A while back, I had an email asking why when a message has been removed from a Workflow-related advanced queue, it still remained visible:
We have a requirement to delete the future planned event from the WF_DEFERRED table. I am executing the below code to delete / remove a record from WF_DEFERRED table, however it is not deleting.
BEGIN WF_QUEUE.purgeevent (wf_queue.deferredqueue,'<Msg ID>', TRUE); COMMIT; END;
Looking at the example code that they gave me, there is nothing particularly wrong with what they were doing – personally, I’m wary of using the WF_QUEUE APIs to manipulate messages on queues because I prefer to use DBMS_AQ and DBMS_AQADM when working with queues. The reason I’m so reluctant to rely on the Workflow package stems from when Workflow 2.6 first shipped and introduced BES. Working for a large banking client in London, we were the first implementation of Workflow which really pushed what BES was designed to do – however, dealing with Workflow product development regularly made me shudder with some of their suggestions on how to work with queues.
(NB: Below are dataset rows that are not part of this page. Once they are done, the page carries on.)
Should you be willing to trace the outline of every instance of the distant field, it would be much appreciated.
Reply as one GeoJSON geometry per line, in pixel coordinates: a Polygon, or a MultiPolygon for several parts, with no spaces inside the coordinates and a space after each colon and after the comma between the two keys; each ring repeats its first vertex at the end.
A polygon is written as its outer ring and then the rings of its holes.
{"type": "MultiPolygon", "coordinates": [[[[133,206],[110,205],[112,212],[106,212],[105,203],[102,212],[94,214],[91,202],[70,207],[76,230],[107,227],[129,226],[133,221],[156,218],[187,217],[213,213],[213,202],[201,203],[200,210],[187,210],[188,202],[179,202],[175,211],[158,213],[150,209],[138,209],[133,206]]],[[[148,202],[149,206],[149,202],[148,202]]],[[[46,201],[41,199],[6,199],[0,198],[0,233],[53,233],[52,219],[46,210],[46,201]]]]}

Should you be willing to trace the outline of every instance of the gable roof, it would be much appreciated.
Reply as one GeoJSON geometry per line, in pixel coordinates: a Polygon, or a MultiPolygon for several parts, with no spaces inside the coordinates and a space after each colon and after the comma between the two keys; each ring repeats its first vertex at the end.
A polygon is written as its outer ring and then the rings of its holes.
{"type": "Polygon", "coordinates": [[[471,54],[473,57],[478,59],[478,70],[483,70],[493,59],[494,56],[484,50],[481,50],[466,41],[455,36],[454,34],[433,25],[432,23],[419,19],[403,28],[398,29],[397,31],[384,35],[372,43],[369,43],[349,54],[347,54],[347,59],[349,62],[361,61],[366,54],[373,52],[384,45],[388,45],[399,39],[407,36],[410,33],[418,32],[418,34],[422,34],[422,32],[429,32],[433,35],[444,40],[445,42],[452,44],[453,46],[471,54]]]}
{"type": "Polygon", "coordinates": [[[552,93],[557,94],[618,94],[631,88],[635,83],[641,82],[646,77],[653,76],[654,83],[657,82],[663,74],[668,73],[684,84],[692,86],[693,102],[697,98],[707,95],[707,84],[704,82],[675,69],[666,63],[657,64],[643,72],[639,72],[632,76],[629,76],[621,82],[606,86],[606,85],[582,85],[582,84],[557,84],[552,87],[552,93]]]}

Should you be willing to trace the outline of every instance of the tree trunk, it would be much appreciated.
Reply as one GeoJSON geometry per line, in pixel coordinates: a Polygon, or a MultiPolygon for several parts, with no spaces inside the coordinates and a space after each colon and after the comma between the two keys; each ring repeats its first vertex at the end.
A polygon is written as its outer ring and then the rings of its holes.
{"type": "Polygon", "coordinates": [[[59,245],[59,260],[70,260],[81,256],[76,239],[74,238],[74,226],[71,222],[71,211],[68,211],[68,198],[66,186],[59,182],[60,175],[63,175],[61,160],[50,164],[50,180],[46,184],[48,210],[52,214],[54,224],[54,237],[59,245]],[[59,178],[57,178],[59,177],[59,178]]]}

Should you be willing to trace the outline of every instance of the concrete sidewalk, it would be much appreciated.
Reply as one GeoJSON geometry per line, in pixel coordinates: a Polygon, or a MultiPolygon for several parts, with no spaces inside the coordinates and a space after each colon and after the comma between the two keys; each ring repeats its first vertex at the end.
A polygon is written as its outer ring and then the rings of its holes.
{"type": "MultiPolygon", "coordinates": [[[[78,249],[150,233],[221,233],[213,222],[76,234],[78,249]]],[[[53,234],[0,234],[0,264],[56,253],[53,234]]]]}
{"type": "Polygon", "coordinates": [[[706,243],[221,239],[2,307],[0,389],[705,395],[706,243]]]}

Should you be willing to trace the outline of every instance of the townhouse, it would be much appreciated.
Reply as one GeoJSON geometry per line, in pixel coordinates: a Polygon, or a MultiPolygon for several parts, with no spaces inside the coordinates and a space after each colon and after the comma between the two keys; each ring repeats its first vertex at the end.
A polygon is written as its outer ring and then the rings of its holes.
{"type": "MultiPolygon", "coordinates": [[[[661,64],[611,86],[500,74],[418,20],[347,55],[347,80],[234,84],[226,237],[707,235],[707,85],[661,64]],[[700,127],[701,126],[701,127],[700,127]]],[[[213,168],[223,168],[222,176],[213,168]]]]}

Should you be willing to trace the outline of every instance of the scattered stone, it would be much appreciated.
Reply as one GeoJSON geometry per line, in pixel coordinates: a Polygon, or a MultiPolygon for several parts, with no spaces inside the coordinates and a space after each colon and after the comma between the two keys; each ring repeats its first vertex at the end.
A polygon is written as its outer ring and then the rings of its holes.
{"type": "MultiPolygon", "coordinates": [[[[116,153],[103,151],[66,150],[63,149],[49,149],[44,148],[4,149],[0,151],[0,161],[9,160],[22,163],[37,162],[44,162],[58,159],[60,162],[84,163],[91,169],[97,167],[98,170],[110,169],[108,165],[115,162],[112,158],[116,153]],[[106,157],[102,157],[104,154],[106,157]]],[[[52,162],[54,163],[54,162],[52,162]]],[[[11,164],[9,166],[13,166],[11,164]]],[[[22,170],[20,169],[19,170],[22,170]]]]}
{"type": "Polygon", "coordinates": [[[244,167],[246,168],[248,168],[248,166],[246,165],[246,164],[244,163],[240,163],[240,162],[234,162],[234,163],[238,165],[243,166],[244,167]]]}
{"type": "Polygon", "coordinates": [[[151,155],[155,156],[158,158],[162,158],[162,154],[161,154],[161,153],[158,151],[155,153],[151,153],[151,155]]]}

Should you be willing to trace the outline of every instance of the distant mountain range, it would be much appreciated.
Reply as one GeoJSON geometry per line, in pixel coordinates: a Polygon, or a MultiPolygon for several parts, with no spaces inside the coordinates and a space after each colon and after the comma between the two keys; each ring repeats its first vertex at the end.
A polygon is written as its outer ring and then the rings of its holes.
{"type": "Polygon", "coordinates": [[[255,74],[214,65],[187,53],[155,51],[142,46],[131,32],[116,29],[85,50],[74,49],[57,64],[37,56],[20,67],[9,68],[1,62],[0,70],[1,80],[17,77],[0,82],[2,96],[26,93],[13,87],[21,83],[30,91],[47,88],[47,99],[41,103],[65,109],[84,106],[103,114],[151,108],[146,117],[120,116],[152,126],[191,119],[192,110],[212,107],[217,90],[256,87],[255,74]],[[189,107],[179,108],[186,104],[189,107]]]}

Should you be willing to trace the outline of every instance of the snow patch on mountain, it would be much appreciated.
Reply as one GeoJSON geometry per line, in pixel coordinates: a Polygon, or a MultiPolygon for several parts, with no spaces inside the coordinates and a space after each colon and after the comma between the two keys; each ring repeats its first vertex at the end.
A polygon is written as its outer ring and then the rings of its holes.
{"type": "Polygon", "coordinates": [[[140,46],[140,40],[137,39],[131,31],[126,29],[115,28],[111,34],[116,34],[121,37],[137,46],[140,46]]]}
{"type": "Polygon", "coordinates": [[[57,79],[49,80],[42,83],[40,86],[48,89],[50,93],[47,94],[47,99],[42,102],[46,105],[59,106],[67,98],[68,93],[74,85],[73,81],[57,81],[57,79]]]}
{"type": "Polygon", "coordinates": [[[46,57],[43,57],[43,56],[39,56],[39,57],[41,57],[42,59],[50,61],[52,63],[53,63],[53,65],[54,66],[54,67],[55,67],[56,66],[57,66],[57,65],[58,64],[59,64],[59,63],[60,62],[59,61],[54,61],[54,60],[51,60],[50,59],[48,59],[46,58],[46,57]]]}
At the time, the team leader that I was working with was one of the leading lights of the Oracle integration space, and between us we concluded that we were better steering clear of the Workflow manipulation of queues (anything that relies on polling to check something which could / should have been written as a blocking dequeue was not a good sign, nor was the idea that the product was only shipping ready to work with single consumer queues…)
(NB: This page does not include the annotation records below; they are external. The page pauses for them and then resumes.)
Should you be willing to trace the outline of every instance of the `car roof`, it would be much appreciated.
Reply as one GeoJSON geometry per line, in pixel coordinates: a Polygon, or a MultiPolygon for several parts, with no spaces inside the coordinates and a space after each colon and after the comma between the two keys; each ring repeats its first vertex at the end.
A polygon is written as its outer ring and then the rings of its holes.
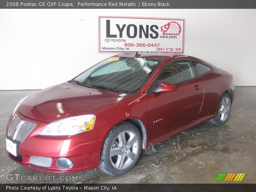
{"type": "MultiPolygon", "coordinates": [[[[191,59],[195,58],[193,57],[188,56],[184,54],[170,53],[158,52],[138,52],[139,55],[136,57],[138,58],[145,58],[146,59],[153,59],[163,61],[172,58],[173,59],[176,58],[180,59],[187,58],[191,59]]],[[[136,52],[124,53],[116,55],[116,56],[121,57],[135,57],[136,52]]]]}

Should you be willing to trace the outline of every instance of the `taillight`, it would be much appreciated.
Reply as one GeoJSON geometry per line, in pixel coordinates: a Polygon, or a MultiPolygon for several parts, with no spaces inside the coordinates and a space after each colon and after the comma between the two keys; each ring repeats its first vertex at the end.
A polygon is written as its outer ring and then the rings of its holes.
{"type": "Polygon", "coordinates": [[[233,76],[233,75],[231,73],[229,73],[228,74],[229,74],[229,76],[230,76],[230,77],[232,78],[232,79],[234,79],[234,76],[233,76]]]}

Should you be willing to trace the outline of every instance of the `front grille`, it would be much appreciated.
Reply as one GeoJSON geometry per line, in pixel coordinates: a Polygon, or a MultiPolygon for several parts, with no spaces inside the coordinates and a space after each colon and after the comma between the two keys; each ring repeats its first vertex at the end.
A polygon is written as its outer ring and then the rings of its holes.
{"type": "Polygon", "coordinates": [[[36,126],[36,124],[26,121],[20,120],[15,115],[9,130],[8,135],[20,143],[22,143],[27,136],[36,126]]]}
{"type": "Polygon", "coordinates": [[[44,167],[50,167],[52,165],[52,159],[50,157],[31,156],[29,163],[33,165],[44,167]]]}
{"type": "Polygon", "coordinates": [[[19,117],[17,115],[15,115],[15,116],[14,116],[14,118],[12,120],[12,124],[9,130],[8,135],[9,136],[12,137],[12,136],[13,135],[13,132],[17,127],[18,124],[19,123],[20,120],[20,117],[19,117]]]}
{"type": "Polygon", "coordinates": [[[36,126],[36,124],[35,123],[24,121],[17,131],[18,132],[15,140],[20,142],[20,143],[22,143],[36,126]]]}

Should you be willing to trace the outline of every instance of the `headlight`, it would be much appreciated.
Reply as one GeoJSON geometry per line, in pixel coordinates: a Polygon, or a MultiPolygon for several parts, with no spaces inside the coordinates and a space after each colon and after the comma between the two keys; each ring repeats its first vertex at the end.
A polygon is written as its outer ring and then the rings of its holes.
{"type": "Polygon", "coordinates": [[[54,121],[46,125],[41,135],[73,135],[92,130],[95,121],[94,115],[75,116],[54,121]]]}
{"type": "Polygon", "coordinates": [[[20,101],[19,101],[19,102],[18,103],[17,105],[16,105],[16,106],[15,107],[15,108],[14,108],[14,110],[13,112],[12,113],[12,116],[13,116],[14,114],[14,113],[15,113],[15,112],[16,112],[16,111],[17,110],[18,107],[20,106],[21,104],[22,103],[22,102],[24,101],[24,100],[25,100],[26,98],[28,96],[27,96],[26,97],[25,97],[24,98],[23,98],[20,101]]]}

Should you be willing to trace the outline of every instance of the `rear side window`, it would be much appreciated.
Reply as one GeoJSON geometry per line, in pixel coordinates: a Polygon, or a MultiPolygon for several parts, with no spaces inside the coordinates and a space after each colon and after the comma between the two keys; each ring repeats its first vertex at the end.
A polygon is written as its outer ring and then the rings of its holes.
{"type": "Polygon", "coordinates": [[[212,71],[210,67],[206,66],[202,63],[198,63],[195,61],[192,61],[193,68],[198,76],[206,74],[212,71]]]}
{"type": "Polygon", "coordinates": [[[174,85],[195,77],[189,61],[177,61],[167,64],[158,78],[158,83],[168,82],[174,85]]]}

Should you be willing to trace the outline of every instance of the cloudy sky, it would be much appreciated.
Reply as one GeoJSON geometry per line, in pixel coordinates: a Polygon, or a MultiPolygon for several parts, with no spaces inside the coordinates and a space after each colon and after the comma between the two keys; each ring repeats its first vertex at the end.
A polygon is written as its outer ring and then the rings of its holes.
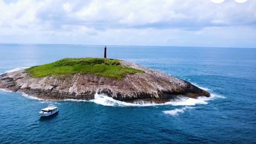
{"type": "Polygon", "coordinates": [[[256,0],[0,0],[0,43],[256,47],[256,0]]]}

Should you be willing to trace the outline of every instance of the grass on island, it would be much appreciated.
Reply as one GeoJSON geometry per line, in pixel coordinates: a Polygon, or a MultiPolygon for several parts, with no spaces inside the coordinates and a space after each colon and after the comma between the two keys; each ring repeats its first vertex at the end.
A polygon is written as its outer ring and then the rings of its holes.
{"type": "Polygon", "coordinates": [[[75,73],[89,73],[121,80],[126,74],[142,73],[140,70],[122,67],[120,61],[103,58],[66,58],[27,68],[25,72],[34,77],[75,73]]]}

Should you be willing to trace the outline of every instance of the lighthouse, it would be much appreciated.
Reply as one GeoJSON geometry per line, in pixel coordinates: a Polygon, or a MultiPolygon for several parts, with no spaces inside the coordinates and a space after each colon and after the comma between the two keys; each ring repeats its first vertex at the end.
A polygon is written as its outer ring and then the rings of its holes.
{"type": "Polygon", "coordinates": [[[105,46],[104,50],[104,58],[107,58],[107,46],[105,46]]]}

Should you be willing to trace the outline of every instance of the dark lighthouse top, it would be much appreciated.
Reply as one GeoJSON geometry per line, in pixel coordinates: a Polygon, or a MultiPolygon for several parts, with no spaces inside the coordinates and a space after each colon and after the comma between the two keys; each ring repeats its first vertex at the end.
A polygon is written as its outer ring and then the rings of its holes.
{"type": "Polygon", "coordinates": [[[105,46],[104,51],[104,58],[107,58],[107,46],[105,46]]]}

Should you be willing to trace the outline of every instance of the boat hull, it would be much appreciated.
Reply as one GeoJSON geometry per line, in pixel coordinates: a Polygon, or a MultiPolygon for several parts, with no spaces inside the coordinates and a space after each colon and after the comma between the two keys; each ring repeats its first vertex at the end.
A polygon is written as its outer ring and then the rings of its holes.
{"type": "Polygon", "coordinates": [[[57,111],[56,111],[54,112],[44,112],[42,113],[42,112],[39,112],[39,114],[40,114],[40,116],[41,116],[41,117],[48,117],[50,115],[54,115],[56,113],[57,113],[59,112],[59,110],[57,111]]]}

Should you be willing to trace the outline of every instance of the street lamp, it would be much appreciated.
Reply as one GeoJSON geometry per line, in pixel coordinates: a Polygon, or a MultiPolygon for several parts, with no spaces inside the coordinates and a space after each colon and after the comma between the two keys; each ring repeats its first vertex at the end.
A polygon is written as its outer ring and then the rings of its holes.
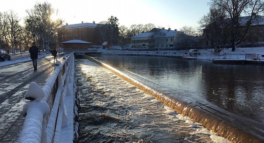
{"type": "Polygon", "coordinates": [[[20,56],[21,59],[22,59],[22,48],[21,48],[21,26],[19,26],[19,36],[20,37],[20,56]]]}

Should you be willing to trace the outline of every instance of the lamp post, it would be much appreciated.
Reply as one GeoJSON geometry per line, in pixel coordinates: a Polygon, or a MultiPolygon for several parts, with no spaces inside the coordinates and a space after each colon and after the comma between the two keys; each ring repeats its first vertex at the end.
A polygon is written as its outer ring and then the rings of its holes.
{"type": "Polygon", "coordinates": [[[21,48],[21,26],[19,26],[19,36],[20,38],[20,58],[22,59],[22,48],[21,48]]]}

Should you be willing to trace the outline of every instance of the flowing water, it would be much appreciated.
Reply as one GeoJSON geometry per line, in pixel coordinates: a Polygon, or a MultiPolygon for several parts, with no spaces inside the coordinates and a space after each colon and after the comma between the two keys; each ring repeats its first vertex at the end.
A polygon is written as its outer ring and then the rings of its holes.
{"type": "Polygon", "coordinates": [[[78,60],[80,142],[228,142],[88,60],[78,60]]]}
{"type": "Polygon", "coordinates": [[[101,55],[96,58],[175,97],[264,123],[263,66],[216,64],[209,60],[156,56],[101,55]]]}

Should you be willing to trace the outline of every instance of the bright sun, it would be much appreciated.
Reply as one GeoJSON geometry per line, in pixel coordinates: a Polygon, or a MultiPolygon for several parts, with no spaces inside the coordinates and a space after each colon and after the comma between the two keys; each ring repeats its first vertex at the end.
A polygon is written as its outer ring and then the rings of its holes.
{"type": "Polygon", "coordinates": [[[58,17],[58,15],[55,13],[54,13],[50,16],[50,18],[52,21],[55,21],[58,19],[59,18],[58,17]]]}

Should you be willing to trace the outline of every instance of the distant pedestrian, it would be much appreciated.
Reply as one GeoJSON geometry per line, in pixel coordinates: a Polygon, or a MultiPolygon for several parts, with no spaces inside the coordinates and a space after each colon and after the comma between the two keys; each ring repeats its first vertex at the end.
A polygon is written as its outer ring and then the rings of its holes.
{"type": "Polygon", "coordinates": [[[30,54],[30,59],[32,60],[33,63],[34,71],[37,70],[37,53],[39,53],[39,49],[36,46],[35,43],[32,43],[32,46],[29,48],[29,53],[30,54]]]}
{"type": "Polygon", "coordinates": [[[51,54],[52,54],[52,55],[53,56],[53,57],[54,58],[54,62],[55,62],[55,59],[56,59],[56,60],[57,60],[57,54],[58,54],[58,53],[57,52],[57,50],[56,50],[56,48],[54,48],[54,49],[51,51],[51,54]]]}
Anyway, that’s my personal preference – you can use the WF_QUEUE package if you want, but you won’t find anything that I work with that uses that package in preference to the DBMS_AQ package.
The first thing that I said to check was what the retention period for the queue was. When a queue is defined in Oracle, you can define how long a message can remain visible once it has been dequeued (i.e. the retention period), and Oracle Workflow defines a retention period for the seeded queues as standard. The retention period can be checked by running the following SQL:
SELECT owner, name, retention FROM all_queues WHERE name LIKE 'WF%';
If the retention time is not zero, then the message will remain visible for that length of time after it has been processed. Assuming that the message is still visible, we can then check the status of the message by running the following SQL:
SELECT msg_state, count(*) FROM applsys.aq$wf_deferred GROUP BY msg_state; SELECT msg_state FROM applsys.aq$wf_deferred WHERE msg_id = <your message ID>;
If the message has been removed then the status would show as PROCESSED. All that the purgeevent API does is to dequeue and discard the message. If the message has not been processed, then is may well be in a READY state, which indicates that the API has not worked.
As it turned out, the message had been dequeued correctly (the message state was PROCESSED), but the user was still seeing the message because the retention period had not passed completely when they were checking in the queue for the message.
So – that’s why the messages were still visible, despite them being removed from the queue.